Keeping Legal Costs Down
Do the necessary work and provide all the available information to the lawyer at the beginning of the case.
This is probably the most important factor in keeping legal costs down. Clients are keen to get recovery action started and get the money in their bank but are not always prepared to spend the time and effort required to give their lawyer all the available information.
Make sure that you give your lawyer all available information include information that might not assist your case. Your lawyer will advise you on how best to deal with the case in total.
Without all the available information, the lawyer may not draft the claim completely and it may need to be changed later in the court process. This involves additional cost.
Without all the available information, the defendant may raise issues that are not relevant or could be explained had the available information been provided. Dealing with this situation involves additional cost.
If all the available information is provided, this demonstrates to the defendant that we have a strong case and are ready to proceed from the outset. Often, the presentation of a complete case at the beginning will have the effect of changing the defendants view about whether or not a defence will be successful. It makes defendants more likely to settle and it earlier stage thus saving our client costs.
Give the lawyer the documents and information in a format that can be easily dealt with.
Not only is it important to provide all the available information but provided that information in a way that suits your lawyer.
Time spent by your lawyer in organising documents, getting copies that are legible from you, transcribing your handwritten notes into electronic format etc will all add cost to the process.
Respond quickly to requests for action.
In litigation, the perception of a party as being well organised, well financed and keen to take the litigation through to an end plays a big role in obtaining a good settlement outcome.
Further, if your lawyer has to chase you more than once, this will add cost to the process.
Be wary about general discussions. Concentrate on the next step of the litigation.
Litigation is a very uncertain process. It is only natural that clients (who are generally unfamiliar with the process) want to understand what is about to happen and what might happen in the future. Discussions with your lawyer that look too far into the future can be wasted time. Because of the uncertain nature of the litigation process, it is very difficult for lawyers to know what is likely to happen past the next step or two in the litigation process. Often the direction to be taken will depend on the response by the other party to the step in the litigation process currently being taken.
For example, you may want to have a discussion with your lawyer at the beginning of a matter about the various options available if you have a court order in your favour but the defendant does not pay. You might find (to your surprise) that the defendant does pay at an earlier stage and therefore the time spent in such a discussion is completely wasted.

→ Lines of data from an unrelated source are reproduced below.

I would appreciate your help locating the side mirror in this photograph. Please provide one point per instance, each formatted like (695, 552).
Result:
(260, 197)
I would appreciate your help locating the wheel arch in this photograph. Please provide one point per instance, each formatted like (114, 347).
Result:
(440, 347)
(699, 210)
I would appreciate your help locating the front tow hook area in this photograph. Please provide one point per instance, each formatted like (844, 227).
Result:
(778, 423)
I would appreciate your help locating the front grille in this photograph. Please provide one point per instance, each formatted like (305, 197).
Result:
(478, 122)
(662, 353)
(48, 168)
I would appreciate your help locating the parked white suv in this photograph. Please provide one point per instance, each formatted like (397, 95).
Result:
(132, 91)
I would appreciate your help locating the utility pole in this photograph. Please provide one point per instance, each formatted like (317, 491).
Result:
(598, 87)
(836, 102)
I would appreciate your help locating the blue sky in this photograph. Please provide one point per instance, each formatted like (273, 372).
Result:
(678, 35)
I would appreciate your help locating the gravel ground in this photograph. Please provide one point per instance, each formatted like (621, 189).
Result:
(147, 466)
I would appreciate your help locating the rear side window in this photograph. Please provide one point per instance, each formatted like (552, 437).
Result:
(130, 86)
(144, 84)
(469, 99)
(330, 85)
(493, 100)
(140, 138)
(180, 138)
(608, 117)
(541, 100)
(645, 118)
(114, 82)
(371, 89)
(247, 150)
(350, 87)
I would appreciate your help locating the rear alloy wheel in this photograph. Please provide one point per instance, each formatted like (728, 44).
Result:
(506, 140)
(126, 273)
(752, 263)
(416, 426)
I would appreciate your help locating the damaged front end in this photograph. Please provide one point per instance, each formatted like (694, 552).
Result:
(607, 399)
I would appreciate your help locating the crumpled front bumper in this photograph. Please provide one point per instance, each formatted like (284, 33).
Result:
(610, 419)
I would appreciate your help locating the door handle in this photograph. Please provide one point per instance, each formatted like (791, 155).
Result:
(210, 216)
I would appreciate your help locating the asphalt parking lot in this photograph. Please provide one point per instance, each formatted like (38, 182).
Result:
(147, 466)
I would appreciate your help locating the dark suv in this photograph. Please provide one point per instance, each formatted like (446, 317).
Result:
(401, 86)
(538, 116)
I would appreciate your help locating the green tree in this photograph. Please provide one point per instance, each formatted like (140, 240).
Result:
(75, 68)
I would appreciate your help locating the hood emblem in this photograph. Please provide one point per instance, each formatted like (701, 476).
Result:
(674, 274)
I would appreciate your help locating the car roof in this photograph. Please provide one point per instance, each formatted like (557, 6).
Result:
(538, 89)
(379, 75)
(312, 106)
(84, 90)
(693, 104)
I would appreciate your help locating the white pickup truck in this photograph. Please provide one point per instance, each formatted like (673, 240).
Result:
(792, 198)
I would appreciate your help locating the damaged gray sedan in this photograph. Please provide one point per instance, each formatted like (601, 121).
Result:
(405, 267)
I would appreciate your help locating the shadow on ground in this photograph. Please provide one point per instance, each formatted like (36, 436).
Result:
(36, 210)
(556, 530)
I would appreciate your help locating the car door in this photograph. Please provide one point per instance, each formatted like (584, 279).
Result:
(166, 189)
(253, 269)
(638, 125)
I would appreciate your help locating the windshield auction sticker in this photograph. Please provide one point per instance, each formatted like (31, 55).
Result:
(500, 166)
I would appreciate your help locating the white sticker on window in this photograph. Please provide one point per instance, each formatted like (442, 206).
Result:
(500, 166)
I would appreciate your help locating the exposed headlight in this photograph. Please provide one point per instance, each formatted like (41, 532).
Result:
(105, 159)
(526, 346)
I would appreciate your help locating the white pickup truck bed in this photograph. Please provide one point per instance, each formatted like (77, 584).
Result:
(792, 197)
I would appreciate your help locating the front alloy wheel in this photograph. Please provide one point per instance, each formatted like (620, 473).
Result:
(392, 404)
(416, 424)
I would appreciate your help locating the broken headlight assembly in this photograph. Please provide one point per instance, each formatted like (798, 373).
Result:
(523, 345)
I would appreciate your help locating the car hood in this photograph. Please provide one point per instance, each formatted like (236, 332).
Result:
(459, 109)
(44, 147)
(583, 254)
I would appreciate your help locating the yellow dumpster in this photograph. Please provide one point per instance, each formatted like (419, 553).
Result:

Discussions with your lawyer will usually be at a cost to you and you need to find a balance between getting all the appropriate information to make a decision in the case and spending unnecessary time in discussions about possible circumstances – especially where those circumstances are unlikely to arise or far in the distance. Striking this balance is not always easy and you need to be guided by your lawyer as to what considerations are important.
Especially with debt recovery litigation where the claim does not have an apparent defence, it is often less expensive to take the initial step in the litigation by issuing the claim in an appropriate court that it is to discuss what might happen if you do this.
As a general recommendation, for debt recovery litigation, E C Legal prefers that there is a general consideration of the ability of the defendant to pay the amount of the likely court order at the beginning of the claim. If the defendant appears to be able to pay the likely court order (and this is often little more than an educated guess) then the discussions on the course of the litigation should be kept to the next step and its cost.
Have trading terms that allow recovery of solicitor / client costs.
If your litigation concerns the claim by your business against one of your customers, it is possible to include a term in your standard trading terms and conditions that allow you to recover all your costs from your customer who is now the defendant in the litigation. Without such a term in the trading terms and conditions, you will be usually be limited to recovery of the party / party costs.
If you need your current trading terms and conditions checked or new standard trading terms and conditions created specifically for your business, please contact your eCollect account manager who will explain the service provided by eCollect and E C Legal together for this purpose.
Instruct the lawyer to make formal offers for settlement at the earliest possible opportunity.
One of the important fact is that a court will take into account when considering how to exercise its discretion on the question of costs is whether or not a party has accepted a reasonable offer during the litigation process.
There are a few different ways that a lawyer can make a formal offer of settlement that creates a risk to the party receiving the settlement offer of an adverse costs outcome if the offer is not accepted.
In general terms, E C Legal recommends making a good offer early in the process using one of the formal methods.